B. CONTRÔLER LES USAGES DE L'INTELLIGENCE ARTIFICIELLE ET LA METTRE AU SERVICE DES CITOYENS
Les avancées permises par l'intelligence artificielle sont désormais perceptibles dans presque tous les domaines de l'activité humaine. Les services publics n'y font pas exception, avec les possibilités ouvertes notamment en matière de rédaction de courriers ou courriels, ou encore de traitement de l'information.
La mission d'information a pris connaissance de chantiers ouverts dans ce domaine par plusieurs administrations comme l'Acoss, la Caisse nationale d'assurance vieillesse ou l'Assurance maladie, notamment pour affiner leur connaissance du public et ainsi devancer les besoins de l'usager et les questions qu'il est susceptible de se poser.
La génération de réponses automatiques à l'usager fait également partie de ces chantiers.
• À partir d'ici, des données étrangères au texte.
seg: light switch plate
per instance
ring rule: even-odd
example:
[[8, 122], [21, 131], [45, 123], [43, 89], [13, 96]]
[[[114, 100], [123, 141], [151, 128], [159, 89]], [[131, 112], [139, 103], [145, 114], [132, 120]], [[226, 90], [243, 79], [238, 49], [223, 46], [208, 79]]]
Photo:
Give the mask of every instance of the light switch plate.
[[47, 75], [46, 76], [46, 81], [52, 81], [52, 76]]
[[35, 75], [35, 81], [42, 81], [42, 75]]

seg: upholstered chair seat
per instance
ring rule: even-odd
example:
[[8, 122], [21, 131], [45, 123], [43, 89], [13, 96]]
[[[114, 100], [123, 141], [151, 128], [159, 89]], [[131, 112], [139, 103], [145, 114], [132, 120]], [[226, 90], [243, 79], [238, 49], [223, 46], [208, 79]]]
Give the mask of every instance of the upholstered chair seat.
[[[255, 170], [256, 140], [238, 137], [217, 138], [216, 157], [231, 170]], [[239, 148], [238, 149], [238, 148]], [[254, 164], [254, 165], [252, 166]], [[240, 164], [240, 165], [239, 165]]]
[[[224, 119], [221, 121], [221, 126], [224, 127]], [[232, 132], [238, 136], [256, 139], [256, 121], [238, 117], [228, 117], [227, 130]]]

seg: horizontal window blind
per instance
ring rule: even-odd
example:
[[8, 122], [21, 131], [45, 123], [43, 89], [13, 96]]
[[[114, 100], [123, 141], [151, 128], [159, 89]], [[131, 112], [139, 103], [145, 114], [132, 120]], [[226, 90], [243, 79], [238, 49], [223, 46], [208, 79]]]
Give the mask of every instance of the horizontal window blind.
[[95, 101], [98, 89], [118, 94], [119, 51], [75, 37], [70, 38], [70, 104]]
Citons à titre d'exemple les trois fonctions de l'outil Albert, en cours d'expérimentation dans les maisons France Services :
· Accélérer la recherche d'informations administratives fiables pour les conseillers ;
· Offrir des réponses à jour et contextualisées, dans un environnement réglementaire complexe et mouvant (plus de 160 démarches couvertes, 12 opérateurs partenaires) ;
· Faciliter l'intégration des nouveaux conseillers, en leur fournissant un appui numérique quotidien, autonome et rapide d'accès.
L'enjeu consiste donc à trouver un équilibre entre le gain de temps et les économies que permettrait de dégager l'intelligence artificielle ; il s'agit aussi de répondre aux attentes d'usagers qui ressentent le besoin d'une humanisation des contacts avec l'administration, et aux exigences d'agents en quête de sens.
Si ces initiatives prises par les administrations sont à saluer, la mission d'information est d'avis :
· De les mettre en cohérence au niveau national, avec un chef de file clairement identifié ;
· De formuler une doctrine claire sur l'utilisation de l'IA au service de l'usager - en matière de transparence, de sécurité des données, de périmètre des tâches automatisées ;
· De diffuser cette doctrine à tous les niveaux de l'administration.
La mission d'information partage pleinement le point de vue de la délégation sénatoriale à la prospective, qui soulignait dans un rapport d'information présenté par Didier Rambaud et Sylvie Vermeillet en 2024 : « l'utilisation [de l'IA] au service de l'intérêt général ne [pourrait] se faire qu'à condition que les agents, les usagers et les citoyens aient pleinement confiance ».
IA et information officielle : garder le contrôle
Au-delà des applications métier de l'IA, la mission d'information s'est également intéressée au problème spécifique du traitement par les opérateurs du secteur de l'information officielle délivrée par des sites comme service-public.fr. En effet, selon les équipes de la Direction de l'information légale et administrative (Dila) rencontrées par le président et la rapporteure, les outils tels que ChatGPT ou Gemini ne font pas toujours apparaître la source des réponses qu'ils apportent à l'usager. Or à terme, avec l'évolution des usages d'internet, ces outils pourraient se substituer aux moteurs de recherche traditionnels. Comme il est essentiel que l'information officielle soit clairement identifiée comme telle dans l'espace numérique, la mission d'information estime indispensable d'engager des discussions au plus haut niveau avec les principaux opérateurs afin de faire valoir cette exigence.
Plus généralement, il apparaît indispensable que la fonction publique recrute des profils qui maîtrisent tout aussi bien les aspects techniques de l'intelligence artificielle que sa dimension juridique et politique : en matière d'IA, le donneur d'ordre doit conserver le contrôle sur l'action du technicien et un regard éclairé sur la conception de l'outil.